Glamour Of The Kill are a bit like Marmite, you’ll either love them, or you’ll, like me, catastrophically hate them. They are in fact just another metal band playing at Bullet For My Valentine and dressing up as Escape The Fate. Although ‘The Summoning’ is GOTK‘s debut full-length, they’re by no means a new band. Having burst onto the scene with their self-titled EP in 2008, the band have built a loyal fanbase throughout the UK and secured support slots for the likes of Dragonforce and Avenged Sevenfold.
As ‘The Summoning’ bursts into opener ‘If Only She Knew’, it doesn’t seem to be too bad. Although displaying a clear lack of originality, the riff is catchy and dirty enough to capture your full attention and keep your foot tapping. Unfortunately though, the vocals burst in. GOTK seem to be cursed with a bad Matt Tuck impersonator, who sucks all character out of the songs with his whiney melody lines. Not only this, but the lyrical content is very basic and, at times, cringeworthy.

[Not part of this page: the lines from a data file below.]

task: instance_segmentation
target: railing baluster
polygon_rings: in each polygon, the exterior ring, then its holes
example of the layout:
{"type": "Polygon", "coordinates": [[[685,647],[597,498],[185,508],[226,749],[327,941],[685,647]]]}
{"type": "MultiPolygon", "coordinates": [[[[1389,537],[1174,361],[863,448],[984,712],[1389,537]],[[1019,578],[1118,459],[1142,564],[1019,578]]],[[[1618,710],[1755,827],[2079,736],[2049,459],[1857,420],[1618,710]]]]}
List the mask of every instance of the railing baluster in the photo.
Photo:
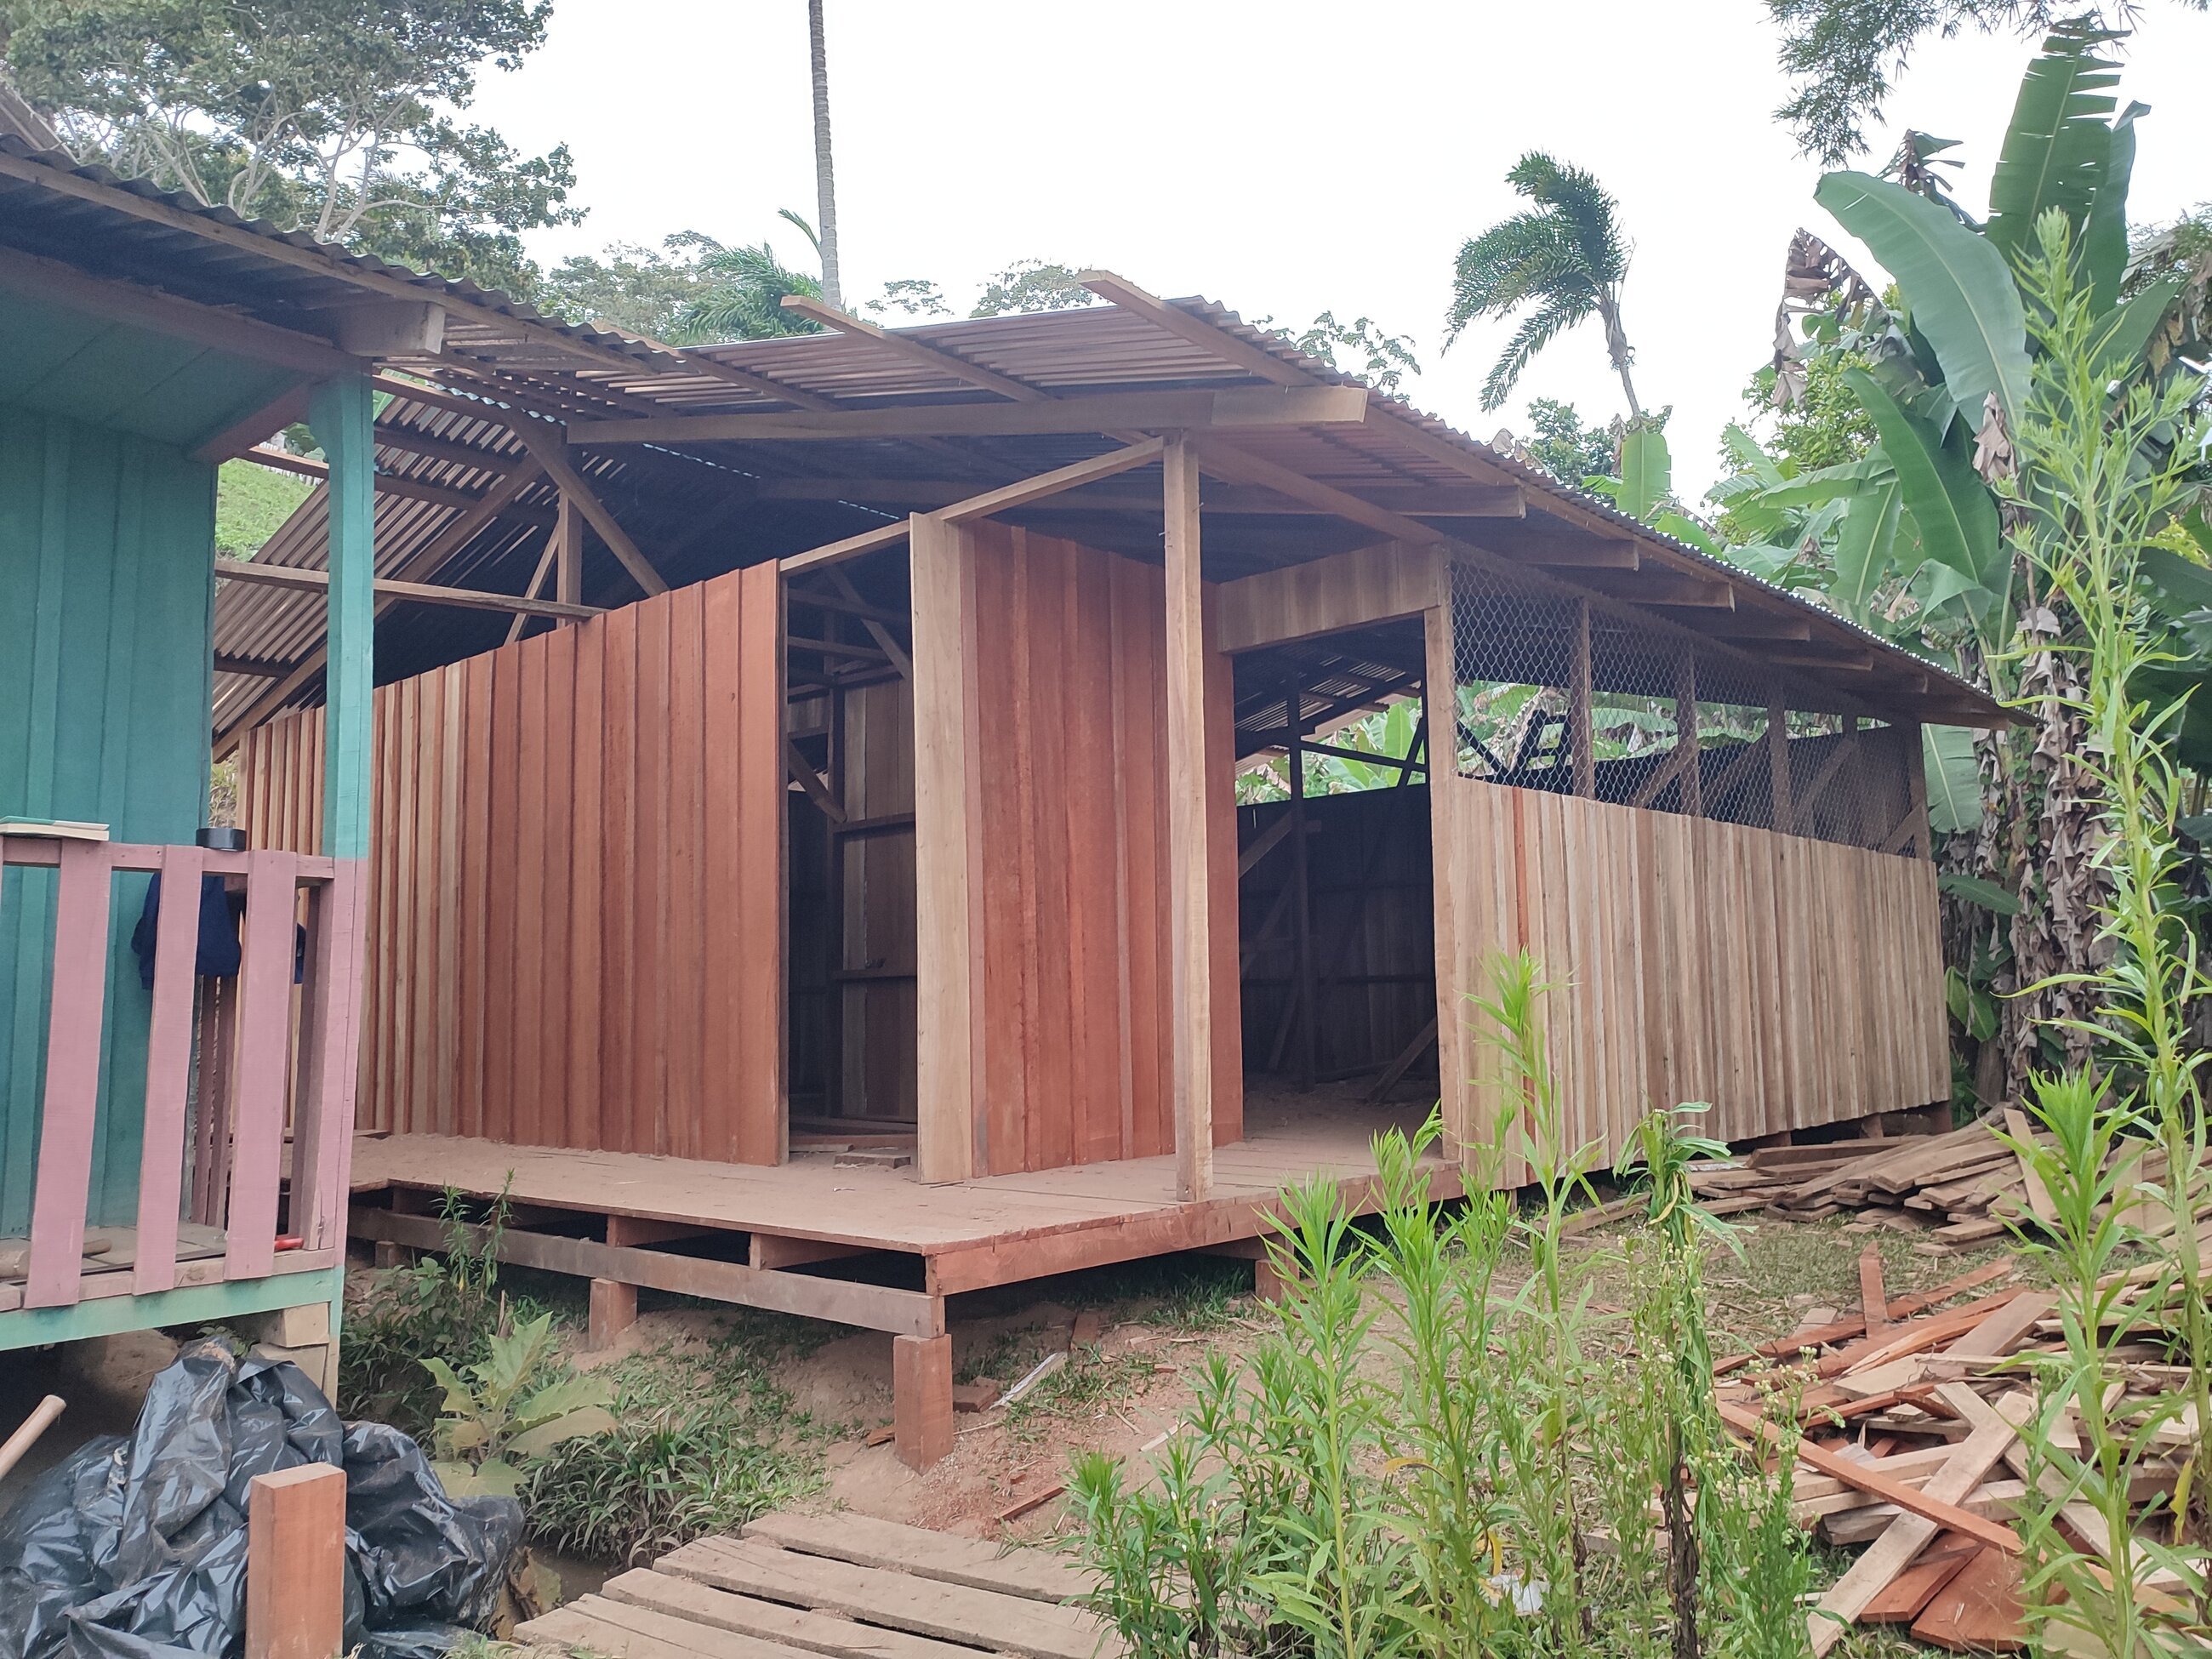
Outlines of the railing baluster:
{"type": "Polygon", "coordinates": [[[161,849],[154,946],[154,1011],[146,1030],[146,1137],[138,1160],[140,1296],[177,1283],[177,1211],[184,1180],[185,1094],[192,1063],[192,986],[200,932],[200,849],[161,849]]]}
{"type": "Polygon", "coordinates": [[[292,1133],[292,1231],[310,1250],[345,1244],[344,1154],[353,1135],[361,1066],[357,981],[361,906],[357,864],[343,863],[309,901],[306,1049],[292,1133]]]}
{"type": "Polygon", "coordinates": [[[230,1216],[223,1243],[227,1279],[265,1278],[276,1261],[298,866],[291,853],[246,856],[246,960],[239,970],[230,1216]]]}
{"type": "Polygon", "coordinates": [[[27,1308],[76,1301],[84,1273],[92,1138],[100,1107],[100,1035],[107,1000],[112,866],[97,842],[64,842],[54,905],[53,1000],[46,1022],[46,1087],[40,1109],[38,1189],[31,1200],[27,1308]]]}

Choked with unnecessary guitar solos even the most enthusiastic of air guitarists would get sick of, this is an album which can only be described as incredibly irritating. Finding it hard to distinguish one song from the other, Glamour Of The Kill have created an album which sounds as if they’ve used the same chord progression for every song. When third song and leading single ‘Feeling Alive’ drones in, I feel as though I’ve just listened to the exact same song.

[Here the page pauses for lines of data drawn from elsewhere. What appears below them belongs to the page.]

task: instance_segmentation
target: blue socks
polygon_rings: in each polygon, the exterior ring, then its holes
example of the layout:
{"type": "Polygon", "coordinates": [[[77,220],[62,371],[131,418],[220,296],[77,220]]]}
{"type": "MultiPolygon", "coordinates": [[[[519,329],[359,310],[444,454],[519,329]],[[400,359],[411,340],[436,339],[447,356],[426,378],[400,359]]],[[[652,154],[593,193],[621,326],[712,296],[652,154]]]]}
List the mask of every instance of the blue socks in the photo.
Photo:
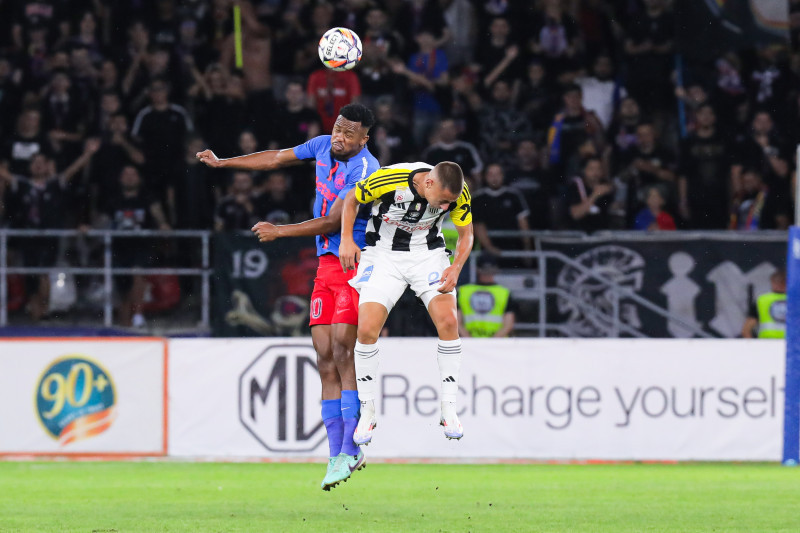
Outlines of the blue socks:
{"type": "MultiPolygon", "coordinates": [[[[358,425],[358,410],[360,407],[361,403],[358,401],[358,391],[342,391],[341,416],[344,425],[342,453],[346,453],[347,455],[358,455],[358,446],[353,442],[353,433],[356,432],[356,426],[358,425]]],[[[330,433],[328,435],[330,435],[330,433]]]]}
{"type": "MultiPolygon", "coordinates": [[[[336,457],[342,451],[342,435],[344,423],[342,421],[342,400],[322,400],[322,421],[328,430],[328,448],[331,457],[336,457]]],[[[356,422],[358,418],[356,418],[356,422]]],[[[353,431],[355,426],[353,426],[353,431]]],[[[353,431],[350,431],[350,443],[353,442],[353,431]]],[[[358,453],[358,452],[356,452],[358,453]]]]}

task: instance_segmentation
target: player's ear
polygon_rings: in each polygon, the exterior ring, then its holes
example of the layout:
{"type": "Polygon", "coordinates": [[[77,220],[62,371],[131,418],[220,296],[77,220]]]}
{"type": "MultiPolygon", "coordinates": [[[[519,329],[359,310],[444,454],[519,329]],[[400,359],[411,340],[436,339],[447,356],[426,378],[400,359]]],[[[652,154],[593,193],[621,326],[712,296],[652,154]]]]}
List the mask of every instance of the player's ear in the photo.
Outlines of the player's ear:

Although there is no escaping that, individually, they are very talented musicians, the sheer lack of creativity over powers what they are capable of. If every part of my body didn’t hate their sound so much, I would say it’s a shame, but to create such a boring album and still have an aroma of arrogance floating around them is nothing short of astounding. Yes, they have an audience, but for how long? GOTK will inevitably diminish into a cloud of dry ice and hairspray eventually, leaving behind not a scent to remember them by. But for now they can join the long list of bands trying to make a name for themselves in metalcore, a genre overwhelmed by good intentions but poor results.